Dernière modification
15 février 2024

Prescrite par la direction des affaires culturelles (DAC) de La Réunion sur une superficie d'un hectare, la fouille est divisée en quatre secteurs : les « longères » (1), les écuries/parc à bœuf/ poulailler (2), la cuisine et son godon (remise) (3), les usines (4). 

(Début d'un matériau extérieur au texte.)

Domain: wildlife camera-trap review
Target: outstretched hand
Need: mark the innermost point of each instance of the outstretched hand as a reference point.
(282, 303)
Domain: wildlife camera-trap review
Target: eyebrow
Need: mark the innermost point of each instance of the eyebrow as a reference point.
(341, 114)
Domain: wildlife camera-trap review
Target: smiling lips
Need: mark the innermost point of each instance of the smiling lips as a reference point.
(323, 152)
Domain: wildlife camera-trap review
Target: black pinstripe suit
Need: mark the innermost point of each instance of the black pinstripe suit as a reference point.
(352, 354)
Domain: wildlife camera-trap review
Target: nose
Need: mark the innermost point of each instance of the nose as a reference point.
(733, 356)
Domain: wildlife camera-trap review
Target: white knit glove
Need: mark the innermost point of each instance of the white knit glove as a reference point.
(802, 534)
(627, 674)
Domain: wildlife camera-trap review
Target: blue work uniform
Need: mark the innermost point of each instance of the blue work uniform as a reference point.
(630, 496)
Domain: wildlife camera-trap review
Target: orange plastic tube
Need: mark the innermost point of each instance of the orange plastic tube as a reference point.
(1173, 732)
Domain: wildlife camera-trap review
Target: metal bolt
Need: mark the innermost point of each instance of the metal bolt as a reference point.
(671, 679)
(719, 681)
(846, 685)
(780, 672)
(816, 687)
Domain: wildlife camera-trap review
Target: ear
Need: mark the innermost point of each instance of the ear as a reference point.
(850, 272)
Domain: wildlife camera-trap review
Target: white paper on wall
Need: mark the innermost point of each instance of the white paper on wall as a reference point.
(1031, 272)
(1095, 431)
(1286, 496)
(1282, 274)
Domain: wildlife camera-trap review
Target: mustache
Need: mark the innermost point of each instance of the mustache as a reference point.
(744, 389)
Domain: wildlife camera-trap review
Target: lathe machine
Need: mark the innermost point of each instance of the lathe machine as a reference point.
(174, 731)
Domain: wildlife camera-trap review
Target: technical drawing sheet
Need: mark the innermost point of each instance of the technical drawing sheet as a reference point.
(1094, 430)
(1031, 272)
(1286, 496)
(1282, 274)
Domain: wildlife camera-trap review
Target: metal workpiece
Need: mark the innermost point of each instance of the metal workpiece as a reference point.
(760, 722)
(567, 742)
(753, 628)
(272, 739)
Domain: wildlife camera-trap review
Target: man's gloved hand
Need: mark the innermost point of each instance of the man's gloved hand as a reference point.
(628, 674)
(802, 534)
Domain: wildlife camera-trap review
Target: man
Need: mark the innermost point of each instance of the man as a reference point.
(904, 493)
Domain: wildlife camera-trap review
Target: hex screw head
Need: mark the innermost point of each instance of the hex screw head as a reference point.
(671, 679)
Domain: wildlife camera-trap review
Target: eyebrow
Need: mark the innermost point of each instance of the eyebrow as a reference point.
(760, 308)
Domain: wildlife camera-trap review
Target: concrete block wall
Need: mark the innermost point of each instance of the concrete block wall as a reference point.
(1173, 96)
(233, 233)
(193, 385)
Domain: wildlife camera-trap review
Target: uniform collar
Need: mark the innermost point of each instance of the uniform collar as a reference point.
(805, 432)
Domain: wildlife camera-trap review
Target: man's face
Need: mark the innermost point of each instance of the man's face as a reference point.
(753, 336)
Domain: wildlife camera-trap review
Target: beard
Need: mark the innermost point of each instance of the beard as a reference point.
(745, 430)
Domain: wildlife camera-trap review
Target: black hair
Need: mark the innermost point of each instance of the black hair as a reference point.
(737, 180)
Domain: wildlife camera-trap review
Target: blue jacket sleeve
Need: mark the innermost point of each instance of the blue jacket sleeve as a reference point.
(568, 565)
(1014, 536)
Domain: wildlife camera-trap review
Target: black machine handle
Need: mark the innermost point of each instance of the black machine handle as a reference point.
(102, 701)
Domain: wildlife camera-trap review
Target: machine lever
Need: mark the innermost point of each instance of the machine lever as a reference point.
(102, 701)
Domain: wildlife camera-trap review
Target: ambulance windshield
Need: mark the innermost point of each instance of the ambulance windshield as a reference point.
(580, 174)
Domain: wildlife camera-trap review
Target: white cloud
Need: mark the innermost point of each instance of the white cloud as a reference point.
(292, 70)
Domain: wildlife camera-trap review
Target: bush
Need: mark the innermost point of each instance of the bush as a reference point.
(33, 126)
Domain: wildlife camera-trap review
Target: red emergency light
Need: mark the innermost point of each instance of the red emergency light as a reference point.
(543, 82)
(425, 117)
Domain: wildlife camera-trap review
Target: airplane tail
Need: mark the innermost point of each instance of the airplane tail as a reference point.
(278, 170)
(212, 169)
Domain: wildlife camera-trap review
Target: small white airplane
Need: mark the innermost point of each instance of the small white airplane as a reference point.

Les longères (secteur 1) :  Deux bâtiments de stockage distincts

Ce secteur, prescrit sur 600 mètres carrés, est représenté par un seul bâtiment longitudinal de 44 mètres de long unifié aujourd’hui par une toiture - terrasse en dalle de béton, et d’enduit de ciment épais supportant un badigeon sur tous les murs. Ce  dernier est mentionné sous cette forme dans deux archives distinctes : une de 1886 et une de 1890*. Néanmoins avant 1886, ce sont deux bâtiments distincts, construits en deux temps : la longère ouest plus ancienne et de plus grande dimension est composée de trois pièces. La longère est, composée de deux pièces ,a pour particularité d’être dotée d’une passerelle menant à l’usine.  Maçonnés en moellons de pierres basaltiques taillées, avec une semelle de fondation assez profonde, ces bâtiments présentent un sol historique uniforme, composé de dalle de basalte plus ou moins équarris dans chaque pièce, ainsi que des ouvertures de baies en demi-lune. Ils ont connu plusieurs réaménagements. Une série de sondages intérieurs et extérieurs, ainsi que la purge de certains enduits, ont permis d’émettre des hypothèses sur deux des problématiques importantes pour le futur projet de restauration / réhabilitation, à savoir l’existence ou non d’un étage et la présence du sol historique dans toutes les pièces. Ce sol en basalte se retrouve également en certains endroits extérieurs devant les longères, notamment devant les écuries où se trouve un abreuvoir aménagé contre le mur extérieur nord des longères. Les résultats de l’étude du bâti et des sondages de ce secteur apportent de nouvelles données permettant de mieux comprendre l’évolution spatiale et chronologique de ce magasin de stockage de denrées agricoles, lieu important sur une exploitation.


 

Écuries, parc à bœuf, poulailler (secteur 3) : les vestiges d’un chemin empierré menant du camp des esclaves à l’usine

Ce deuxième secteur couvre une superficie de 1200 m2 dont 900m² de bâti. Ce dernier a eu plusieurs restructurations. Suite aux cyclones de 1850 qui ont pratiquement détruit le premier parc, une écurie provisoire qui a ensuite été empierrée dans l’urgence, est construite. Les vestiges en élévation apparents ainsi que la division des espaces portent les traces de ces réaménagements. La fonction de cette installation est de parquer les bœufs et chevaux nécessaires au transport des denrées via un chariot. Pour faciliter l’entretien et la circulation, le sol des espaces intérieurs et extérieurs est dallé en pierres de basalte volcaniques plus ou moins équarries. La présence de certains murs permet d’envisager l’existence d’une toiture sur les sols extérieurs, probablement en matériaux périssables puisqu’elle n’a pas laissé de traces. Des portions d’un ancien chemin empierré au sud-ouest du secteur ont été mises au jour. Celui-ci semble mener du Camp Villèle (quartier d’habitation des esclaves localisé à l'ouest du domaine) à l’usine. Deux canalisations maçonnées lui sont attachées. D’autres traces du réseau hydraulique, composant essentiel d’une exploitation sucrière, permettent de compléter les informations déjà acquises sur le sujet. Toutefois, l’étude de l’évolution spatiale de ce parc utilisé jusqu’au XXe siècle est complexifiée par les travaux de stabilisation des vestiges, réalisés dans les années 1990 par l’association CHAM (Chantiers Histoire et Architecture Médiévale). On observe tout de même que cet édifice a sans cesse évolué selon ses besoins.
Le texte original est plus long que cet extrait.